Entramos em casa novamente e Dona Francisca parecia mais calma. Me disse que o Allan havia ido tomar um banho para tirar o sangue da Emília do corpo. Minha cabeça doía, e eu sentia que também precisava de um banho para relaxar. Quando parei para pensar sobre tudo aquilo, me lamentei pelas coisas acontecerem assim, tão depressa. Pela manhã eu estava em casa chorando porque o Allan partiria para sempre de nossas vidas. Antes das dez ele já estava de volta, me abraçando e me pedindo em casamento. Agora, antes da noite chegar, estávamos lá, todos completamente apavorados, o Allan presenciando uma tentativa de assassinato e eu sem saber o que dizer a ele. No fim do dia, eu me deitaria para dormir com a sensação que não pude aproveitar um dia especial ao lado dele, depois de longos quinze anos, a vida não me dera esse privilégio.
— O Allan precisa voltar para São Paulo – Dona Francisca dizia – amanhã mesmo ele volta para lá.
— Ficou maluca, foi mulher – seu Natalino estava virado num pantel – O menino nem esquentou o lugar e você já quer despachar ele de volta?
— Oxente, Natalino – ela colocava as mãos na cintura – você viu o que acabou de acontecer aqui? Meu filho corre risco de vida ficando aqui.
— A polícia já está atrás daquele maloqueiro – seu Natalino batia o pé – e essa é uma decisão que só cabe o Allan tomar e não a gente.
Lascou! Eu pensei, bem agora que estava indo tão bem as coisas entre a gente, dona Francisca me aparece com essa ideia de o Allan voltar para São Paulo. Era compreensível a preocupação dela, mas inaceitável a decisão. Eu não aceitaria perder o Allan de novo, não dessa vez.
— Seu Natalino, está certo – Mainha se meteu – não há necessidade de ele voltar para São Paulo.
— Oxente, mulher! – dizia dona Francisca, voltando a chorar – se você tivesse tido a chance de salvar o Jacob, tenho certeza de que não pensaria duas vezes antes de enfiá-lo em um avião para bem longe de Noronha.
— Não pensaria mesmo – concluiu Mainha – Mas o Allan, até onde a gente tem conhecimento, não está envolvido com o tráfico de drogas. São casos totalmente diferentes.
— Mainha está certa – eu falei, enfim, com um choro entalado na garganta – a gente sabe quem foi o mandante desse crime e temos como resolver isso.

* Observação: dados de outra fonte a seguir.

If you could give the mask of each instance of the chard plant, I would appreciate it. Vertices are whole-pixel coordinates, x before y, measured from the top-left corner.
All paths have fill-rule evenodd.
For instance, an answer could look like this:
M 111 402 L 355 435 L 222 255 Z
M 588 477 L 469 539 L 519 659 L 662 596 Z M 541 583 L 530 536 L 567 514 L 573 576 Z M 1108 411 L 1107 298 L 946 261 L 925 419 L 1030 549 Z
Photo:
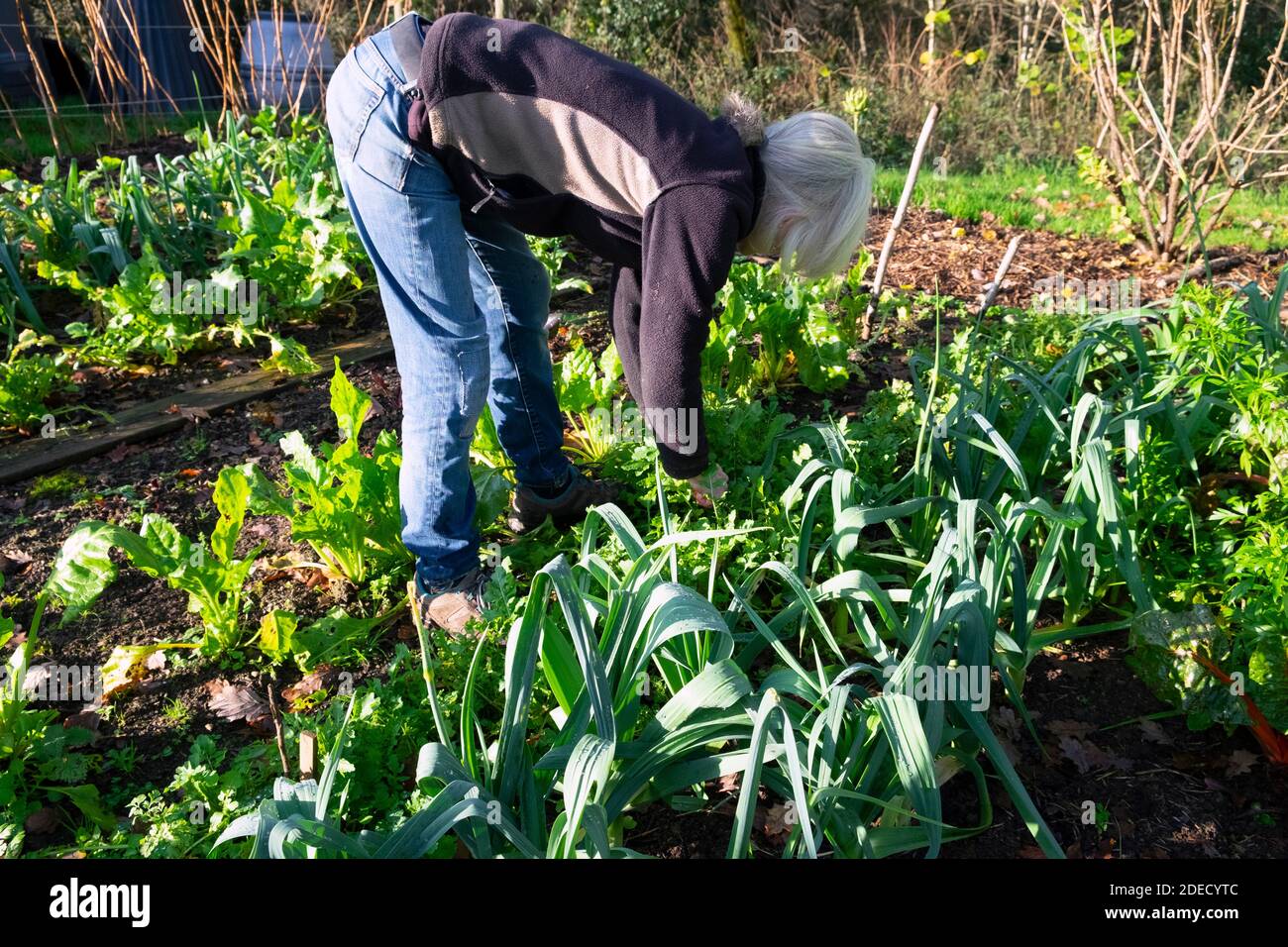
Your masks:
M 250 500 L 251 484 L 245 473 L 225 468 L 215 482 L 214 502 L 219 519 L 209 541 L 182 535 L 165 517 L 148 513 L 138 532 L 90 521 L 76 527 L 63 542 L 46 584 L 52 599 L 62 604 L 62 622 L 75 620 L 116 580 L 117 567 L 109 553 L 120 549 L 129 563 L 171 589 L 188 593 L 188 611 L 201 621 L 201 649 L 218 653 L 241 647 L 246 577 L 260 548 L 237 555 L 237 540 Z
M 358 435 L 371 398 L 345 378 L 339 359 L 331 379 L 331 411 L 341 439 L 323 445 L 321 456 L 299 432 L 282 438 L 289 457 L 282 465 L 285 486 L 270 482 L 255 464 L 237 470 L 250 487 L 251 513 L 289 518 L 292 539 L 308 542 L 332 575 L 361 586 L 411 567 L 398 506 L 402 454 L 392 430 L 380 432 L 370 456 L 362 452 Z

— Você pode conversar com ele, minha filha – dona Francisca se aproximou, com um jeito meigo – você viu seu irmão sendo assassinado, conhece a dor que o Allan está sentindo.

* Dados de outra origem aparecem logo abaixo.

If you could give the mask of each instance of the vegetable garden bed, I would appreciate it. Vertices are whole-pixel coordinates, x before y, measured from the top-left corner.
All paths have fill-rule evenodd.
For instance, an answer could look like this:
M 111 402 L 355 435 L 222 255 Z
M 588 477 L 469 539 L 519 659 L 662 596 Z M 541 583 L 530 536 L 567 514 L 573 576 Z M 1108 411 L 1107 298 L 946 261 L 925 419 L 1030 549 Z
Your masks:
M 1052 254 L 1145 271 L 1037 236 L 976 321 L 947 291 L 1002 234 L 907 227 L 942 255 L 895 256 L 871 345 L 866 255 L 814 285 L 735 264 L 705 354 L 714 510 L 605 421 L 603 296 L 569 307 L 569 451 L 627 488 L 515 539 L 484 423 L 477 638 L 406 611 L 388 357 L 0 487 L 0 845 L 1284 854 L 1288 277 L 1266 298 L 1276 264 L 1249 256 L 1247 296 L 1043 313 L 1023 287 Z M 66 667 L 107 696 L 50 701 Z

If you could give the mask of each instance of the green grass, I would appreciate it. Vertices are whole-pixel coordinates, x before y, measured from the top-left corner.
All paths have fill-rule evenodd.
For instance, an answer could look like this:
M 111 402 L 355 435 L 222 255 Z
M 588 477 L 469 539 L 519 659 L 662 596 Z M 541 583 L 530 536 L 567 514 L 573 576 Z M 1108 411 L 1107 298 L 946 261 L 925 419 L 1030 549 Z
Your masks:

— Conheço – deixei a lágrima descer – eu ajudo no que for preciso, mas por favor, não me peça para concordar com essa ideia de o Allan voltar para São Paulo. Eu não quero perdê-lo novamente.
— Ninguém quer – ela me abraçou, como se concordasse – ninguém quer.
Foi então que o Allan apareceu. Vestia roupas limpas, seu cabelo molhado, tão bem penteado, com os cachos que caiam sobre o seu rosto. A tristeza continuava estampada no rosto, me olhou, no fundo dos olhos e disse:
— Eu não vou voltar para São Paulo – falou enfim – mas eu quero ir até Recife, ver como a Emília está.